The determination of the true risks of oral versus anal sex is problematic due to confounding issues such as the unquantified risks of transmission from protected anal sex, the difficulty in getting accurate reporting from individuals (who would want to admit in 2000 that they had unprotected anal or vaginal sex with someone who could be HIV+?), and by other hidden risks such as injection drug use. Determining the relative risks of different sexual activities is important for developing public health strategies that can reduce the risks to all sexually active people. If there is a large difference (say, 100 times) of the risk between oral and anal sex, a safer sex message that says that both anal and oral sex are risky could cause more infections because people might then take a chance with anal sex because they feel they have already taken a chance with oral sex. A message that promotes abstinence from both oral and anal sex for gay men is not likely to be successful because adherence to such an edict will be short.
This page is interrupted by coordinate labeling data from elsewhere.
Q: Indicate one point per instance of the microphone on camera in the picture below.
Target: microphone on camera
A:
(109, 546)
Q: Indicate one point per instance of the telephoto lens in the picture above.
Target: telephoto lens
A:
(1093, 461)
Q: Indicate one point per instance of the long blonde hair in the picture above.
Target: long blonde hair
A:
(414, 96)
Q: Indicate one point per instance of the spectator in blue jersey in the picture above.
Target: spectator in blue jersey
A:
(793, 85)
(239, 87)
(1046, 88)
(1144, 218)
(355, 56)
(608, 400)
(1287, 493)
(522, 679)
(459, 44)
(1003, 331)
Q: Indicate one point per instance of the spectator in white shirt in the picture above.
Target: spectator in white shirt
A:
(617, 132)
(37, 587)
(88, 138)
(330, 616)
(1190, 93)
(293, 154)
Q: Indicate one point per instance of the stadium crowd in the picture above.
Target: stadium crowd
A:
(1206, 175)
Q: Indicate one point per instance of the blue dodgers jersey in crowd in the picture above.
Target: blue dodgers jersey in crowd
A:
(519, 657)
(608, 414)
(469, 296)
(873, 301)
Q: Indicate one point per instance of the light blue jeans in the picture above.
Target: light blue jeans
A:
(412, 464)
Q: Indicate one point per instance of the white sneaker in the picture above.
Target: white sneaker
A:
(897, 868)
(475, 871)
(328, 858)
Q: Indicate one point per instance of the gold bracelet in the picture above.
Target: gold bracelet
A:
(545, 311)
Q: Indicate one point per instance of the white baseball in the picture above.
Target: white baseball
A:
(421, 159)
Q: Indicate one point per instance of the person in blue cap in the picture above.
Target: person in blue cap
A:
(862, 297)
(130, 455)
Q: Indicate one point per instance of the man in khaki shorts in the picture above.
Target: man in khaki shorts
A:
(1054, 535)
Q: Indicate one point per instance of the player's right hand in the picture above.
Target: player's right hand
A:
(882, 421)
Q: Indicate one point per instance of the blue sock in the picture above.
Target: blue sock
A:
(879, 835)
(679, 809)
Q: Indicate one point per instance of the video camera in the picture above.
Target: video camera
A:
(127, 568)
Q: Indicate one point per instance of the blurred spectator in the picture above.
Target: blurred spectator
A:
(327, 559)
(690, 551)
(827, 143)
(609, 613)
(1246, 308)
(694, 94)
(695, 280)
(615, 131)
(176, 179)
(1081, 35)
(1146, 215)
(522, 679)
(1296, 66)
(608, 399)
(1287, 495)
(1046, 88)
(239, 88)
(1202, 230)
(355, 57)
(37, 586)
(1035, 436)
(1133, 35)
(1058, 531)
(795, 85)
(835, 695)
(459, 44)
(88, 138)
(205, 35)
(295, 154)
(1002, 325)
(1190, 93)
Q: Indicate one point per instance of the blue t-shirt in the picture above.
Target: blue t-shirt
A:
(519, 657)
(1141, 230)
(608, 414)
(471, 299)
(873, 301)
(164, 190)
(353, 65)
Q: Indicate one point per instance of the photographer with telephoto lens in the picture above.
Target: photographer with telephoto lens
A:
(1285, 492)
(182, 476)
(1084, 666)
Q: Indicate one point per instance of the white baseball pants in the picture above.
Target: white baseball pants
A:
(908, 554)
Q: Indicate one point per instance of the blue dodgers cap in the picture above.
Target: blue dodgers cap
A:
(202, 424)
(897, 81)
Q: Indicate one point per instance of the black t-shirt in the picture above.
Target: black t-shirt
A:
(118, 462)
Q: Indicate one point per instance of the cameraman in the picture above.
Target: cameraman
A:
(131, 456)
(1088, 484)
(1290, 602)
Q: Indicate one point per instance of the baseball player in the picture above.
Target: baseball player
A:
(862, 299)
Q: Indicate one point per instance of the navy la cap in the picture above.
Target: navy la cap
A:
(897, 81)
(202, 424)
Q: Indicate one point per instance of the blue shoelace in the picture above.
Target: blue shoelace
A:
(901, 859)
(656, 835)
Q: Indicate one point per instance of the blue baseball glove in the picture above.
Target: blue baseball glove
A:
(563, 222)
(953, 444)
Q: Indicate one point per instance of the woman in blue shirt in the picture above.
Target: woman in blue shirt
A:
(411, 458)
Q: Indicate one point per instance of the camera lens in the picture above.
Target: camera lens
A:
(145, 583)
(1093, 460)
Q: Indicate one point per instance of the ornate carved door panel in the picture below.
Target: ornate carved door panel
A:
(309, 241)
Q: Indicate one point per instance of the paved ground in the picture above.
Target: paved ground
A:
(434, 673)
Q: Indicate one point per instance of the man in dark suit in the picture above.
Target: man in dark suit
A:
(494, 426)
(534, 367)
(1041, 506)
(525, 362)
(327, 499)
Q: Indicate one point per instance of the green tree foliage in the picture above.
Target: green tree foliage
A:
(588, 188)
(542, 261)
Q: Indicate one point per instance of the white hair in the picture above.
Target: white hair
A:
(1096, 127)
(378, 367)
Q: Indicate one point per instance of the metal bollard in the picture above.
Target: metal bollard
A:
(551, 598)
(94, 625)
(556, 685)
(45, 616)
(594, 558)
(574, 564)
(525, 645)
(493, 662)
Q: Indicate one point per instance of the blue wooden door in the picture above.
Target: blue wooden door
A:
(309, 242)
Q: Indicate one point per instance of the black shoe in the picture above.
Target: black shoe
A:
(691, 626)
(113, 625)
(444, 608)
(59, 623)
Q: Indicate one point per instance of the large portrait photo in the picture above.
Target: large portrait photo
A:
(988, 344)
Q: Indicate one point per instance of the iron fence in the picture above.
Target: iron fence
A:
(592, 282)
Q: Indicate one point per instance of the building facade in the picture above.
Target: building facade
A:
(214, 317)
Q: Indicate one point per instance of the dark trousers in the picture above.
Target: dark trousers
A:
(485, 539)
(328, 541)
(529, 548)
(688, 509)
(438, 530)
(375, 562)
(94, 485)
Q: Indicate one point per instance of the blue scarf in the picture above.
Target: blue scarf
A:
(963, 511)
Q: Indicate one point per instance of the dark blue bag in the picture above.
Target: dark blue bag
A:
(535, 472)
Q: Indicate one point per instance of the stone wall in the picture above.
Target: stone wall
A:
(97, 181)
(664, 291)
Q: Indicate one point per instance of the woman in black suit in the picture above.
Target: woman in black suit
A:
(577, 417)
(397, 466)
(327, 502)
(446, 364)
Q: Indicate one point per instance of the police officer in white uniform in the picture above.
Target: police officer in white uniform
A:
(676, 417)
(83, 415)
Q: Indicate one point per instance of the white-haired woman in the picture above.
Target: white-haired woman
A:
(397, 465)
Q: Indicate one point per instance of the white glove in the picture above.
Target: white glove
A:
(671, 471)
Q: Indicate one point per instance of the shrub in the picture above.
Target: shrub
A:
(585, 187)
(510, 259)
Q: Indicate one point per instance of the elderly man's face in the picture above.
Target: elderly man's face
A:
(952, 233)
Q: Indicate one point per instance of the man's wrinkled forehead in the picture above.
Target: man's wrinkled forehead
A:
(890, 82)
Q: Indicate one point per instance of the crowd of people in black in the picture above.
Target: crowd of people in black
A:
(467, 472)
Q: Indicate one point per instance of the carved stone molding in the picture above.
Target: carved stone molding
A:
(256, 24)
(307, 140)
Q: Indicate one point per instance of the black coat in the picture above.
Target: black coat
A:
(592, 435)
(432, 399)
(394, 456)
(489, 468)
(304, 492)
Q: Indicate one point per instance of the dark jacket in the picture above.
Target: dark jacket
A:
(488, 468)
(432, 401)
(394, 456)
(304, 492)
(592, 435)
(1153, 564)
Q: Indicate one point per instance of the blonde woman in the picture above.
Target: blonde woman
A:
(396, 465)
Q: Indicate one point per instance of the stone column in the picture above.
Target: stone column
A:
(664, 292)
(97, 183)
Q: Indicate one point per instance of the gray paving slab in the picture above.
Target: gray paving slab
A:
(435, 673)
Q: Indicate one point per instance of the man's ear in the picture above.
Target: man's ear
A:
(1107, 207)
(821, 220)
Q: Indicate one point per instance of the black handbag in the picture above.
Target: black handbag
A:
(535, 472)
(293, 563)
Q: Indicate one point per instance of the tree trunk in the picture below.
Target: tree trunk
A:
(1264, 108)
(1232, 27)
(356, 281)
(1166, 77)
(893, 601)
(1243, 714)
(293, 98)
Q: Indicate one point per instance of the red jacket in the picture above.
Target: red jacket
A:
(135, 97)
The study from San Francisco looked primarily at gay men. It is unlikely that the information can be extrapolated to oral sex between two women or a man and a woman, where the risk could theoretically be higher if menstrual blood were involved. Other factors such as oral health (bleeding, sores, time of brushing or flossing), viral load, ejaculation, ingestion of semen were not considered and they could influence the risk for exposure at an individual level.

The study does show there is a risk to oral sex. Whether that risk is acceptable remains the personal decision of the two people involved. Such an decision must be made considering all the available medical and social information – a serodiscordant couple where the person with HIV has an undetectable viral load may decide the risk was worth it whereas a woman working the streets might decide that the risk from a john of unknown serological status wasn’t worth it and she would insist that he use a condom. Until more prospective epidemiological studies are done, the relative risk remains unclear.